Committed to rural transformation, MokshaYug Access (MYA), the company behind the brand MILK ROUTE, in association with Upaya Social Ventures, released its first Social Performance Metrics report for 2012-2013. MYA undertook this evaluation to measure the social impact of its dairy business and assess the benefits MILK ROUTE has had on the lives of dairy farmers. The survey was conducted over a course of four months in 2012 and covered a total of 1,486 households across 269 villages in the districts of Tumkur, Mandya and Kolar.
According to key findings of the survey:
- MILK ROUTE households reported a 24% higher average per capita income when compared to their counterparts (Control Group households).
- By virtue of access to high quality cattle feed and veterinary services, MILK ROUTE households produced milk that consistently beat the industry’s average yield parameters, as measured by percentage fat and non-fat solids. These higher yields provided an additional 10% in earnings per litre for the households.
- MILK ROUTE households were also able to provide, on average, 5.5 more litres of milk per month to their children compared to households that were not suppliers of the MILK ROUTE dairy. The choice to consume more at home versus selling the milk demonstrated greater income security in general.
- As a result of increased, regular and transparent compensation combined with a support system that included access to training, high quality feed, and veterinary services— nearly 41% of all MILK ROUTE households reported dairy as their primary livelihood versus 25% of households before MILK ROUTE was introduced.
Harsha Moily, Founder and CEO, MokshaYug Access said, “One of MYA’s key objectives is to create income certainty for the farmers through our First-mile focus. It is encouraging to know that our efforts of transforming rural households are paying off. The social performance metrics survey helped us analyze our progress in our farmer centric approach and also helped us understand the gaps and what we need to do next to take this to the next level.”

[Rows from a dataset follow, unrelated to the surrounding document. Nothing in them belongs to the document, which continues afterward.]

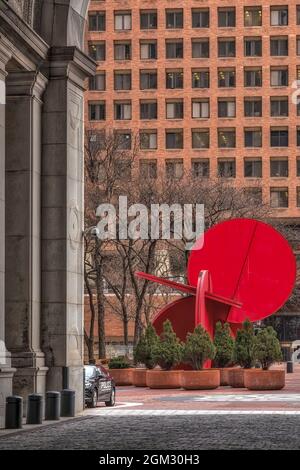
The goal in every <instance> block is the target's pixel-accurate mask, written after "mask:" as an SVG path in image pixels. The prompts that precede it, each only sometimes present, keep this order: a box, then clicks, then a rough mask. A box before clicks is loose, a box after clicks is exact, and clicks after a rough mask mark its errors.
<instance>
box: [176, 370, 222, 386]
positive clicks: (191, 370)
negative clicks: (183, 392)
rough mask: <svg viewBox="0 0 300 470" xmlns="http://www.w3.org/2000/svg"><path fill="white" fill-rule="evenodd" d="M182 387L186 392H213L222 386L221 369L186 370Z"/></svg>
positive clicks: (182, 381)
mask: <svg viewBox="0 0 300 470" xmlns="http://www.w3.org/2000/svg"><path fill="white" fill-rule="evenodd" d="M181 385H182V387H183V388H184V389H185V390H212V389H214V388H218V387H219V385H220V371H219V369H205V370H184V371H182V372H181Z"/></svg>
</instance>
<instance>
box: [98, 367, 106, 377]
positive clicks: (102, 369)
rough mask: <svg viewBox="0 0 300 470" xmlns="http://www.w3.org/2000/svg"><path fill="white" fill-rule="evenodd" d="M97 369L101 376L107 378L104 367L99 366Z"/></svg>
mask: <svg viewBox="0 0 300 470" xmlns="http://www.w3.org/2000/svg"><path fill="white" fill-rule="evenodd" d="M99 369H100V373H101V375H104V376H105V377H106V376H107V371H106V370H105V369H104V367H102V366H100V367H99Z"/></svg>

Sachi Shenoy, Executive Director, Upaya Social Ventures added, “We believe in partnering with businesses that transform lives by creating dignified job opportunities. It is encouraging to see that MYA has had an impact on the lives of so many dairy farmers in Karnataka. This is just the beginning and we look forward to growing our association with MYA.”
METHODOLOGY: The data collection for MILK ROUTE involved both quantitative and qualitative approaches and relied on the usage of standard survey tools to directly collect and assimilate data from farmers. The SPM evaluation was carried out in three districts of Karnataka, namely Kolar, Mandya, and Tumkur. A total of 1,486 households were surveyed from 269 villages and fall into one of two groups: those who are suppliers of the MILK ROUTE dairy and those who are not (Control Group).
The process of narrowing down which MILK ROUTE households to survey included three tiers of selection criteria. In the first tier, milk procurement estimates were taken for each district to help in the selection of MILK ROUTE villages. Based on the percentage of milk procured from each district, a proportional number of sample villages were selected. Thus, 49% of the MILK ROUTE households were selected from Tumkur, 40% from Kolar, and 11% from Mandya, which roughly aligns with the fact that 48% of the total milk collected by MILK ROUTE comes from Tumkur, 44% from Kolar, and 8% from Mandya. In the second tier, the selection of individual villages was further qualified through purposive sampling. The only villages eligible for selection were ones that provided over 80 litres of milk per day to MYA. The third tier involved a random selection of households based on the short list of villages prepared through purposive sampling.
Control Group villages were selected in order to establish a proxy baseline to aid and assist in comparison. The selection of Control Group villages was completed through a matching process. This exercise involved each MILK ROUTE village being matched to a Control Group village based on key parameters such as economic activity, demographic profile, access to infrastructure, and distance to the nearest city. The selection of Control Group households was also purposive, i.e. those who did not own cattle were screened out.